By the way, set! or better: mutating functions is/are not completely forbidden in lisp-style functional programming. The reason is performance. Copying every lengthy list is costly. An example is common-lisp's nreverse which changes order of original list (reverses the order). The non-mutating reverse creates a new list with elements in reverse order. But for that it has to copy. If you mutate local variables (defined by let), it can lead to gain of performance - but very cautiously, of course, since mutation is a dangerous thing.

Answer 2

In functional programming we write code by composing existing procedures whenever possible. All of the operations you're doing can be expressed by using list procedures:

(define n 5)
(define lst '(0 1 2 3 4 5 6 7 8 9))

(let ((shuffled (take (shuffle lst) n)))
  (list shuffled (remove* shuffled lst)))

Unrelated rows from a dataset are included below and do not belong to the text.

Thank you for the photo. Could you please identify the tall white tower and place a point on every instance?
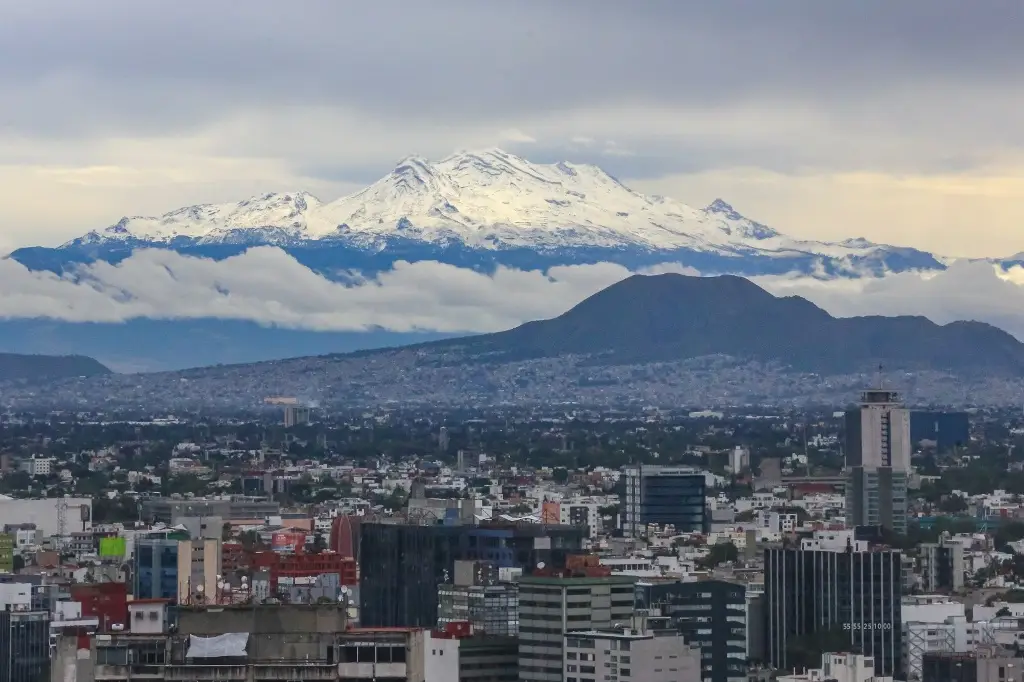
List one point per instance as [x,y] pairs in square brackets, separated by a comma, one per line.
[878,456]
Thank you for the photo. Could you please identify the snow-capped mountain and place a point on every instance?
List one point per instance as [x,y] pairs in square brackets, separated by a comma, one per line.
[482,209]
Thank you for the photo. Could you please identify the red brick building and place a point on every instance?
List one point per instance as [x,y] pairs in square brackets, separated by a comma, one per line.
[107,601]
[305,565]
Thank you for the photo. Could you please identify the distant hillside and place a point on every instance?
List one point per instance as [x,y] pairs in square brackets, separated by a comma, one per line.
[673,316]
[658,340]
[15,367]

=> '((5 8 9 6 2) (0 1 3 4 7))

In the end you'll have two lists, the first contains n elements randomly chosen from the original list, and the second contains the remaining elements.

In functional programming we try really hard to avoid explicit loops (we use recursion in its place) and set!. We use existing procedures, composition, and create new data (say, lists) instead of modifying existing data.

I can tell that you come from a procedural background, it's kinda hard to let go of loops and assignments, but that's the beauty of functional programming: it makes you think differently about how you solve problems. Mutating data is the source of many difficulties, especially when doing concurrent programming, that's why FP avoids it at all costs.

Note that mutating data is avoided as much as possible, but Scheme, being an impure functional programming language allows it. For instance, the shuffle procedure must change state at some point, when picking random values. But it's all encapsulated away, and in normal, day-to-day programming you can do most of your work without ever using set!.

Answer 3

In order to remove the use of set! and explicit loops, you need to use recursion, with the "updated" values being passed in as parameters.

Scheme has some nice syntactic sugar around letrec (recursive let, used for bindings that can reference themselves), which allows you to create and call a function in one go: named let. This is often used for looping, so the function is often called loop, but it can be called anything else. The important thing is to call it with modified parameters when looping, and not to call it when the loop is over.

(define (take-random n lst)
  ; Syntactic sugar that creates a 3-parameter function called `loop` and calls it
  ; with the values `n`, `'()` and `lst`
  (let loop ((n n)
             (picked '())
             (lst lst))
    ; If the loop counter reaches zero or if there are no more items to take
    (if (or (zero? n) (null? lst))
        ; Then combine the picked items and the remaining unpicked items
        (list picked lst)
        ; Otherwise, pick a random item from the list
        (let ((item (random-chooser lst)))
          ; And loop again, decreasing the loop counter to be nearer zero,
          ; adding the picked item to the list of picked items, and removing
          ; it from the list of remaining items to pick from
          (loop (- n 1)
                (cons item picked)
                (remove item lst))))))

;; Examples
(take-random 3 '(1 2 3 4 5 6))
; => ((4 1 6) (2 3 5))
(take-random 3 '(1 2))
; => ((2 1) ())

Óscar López's answer is a good presentation of the more functional way of doing this.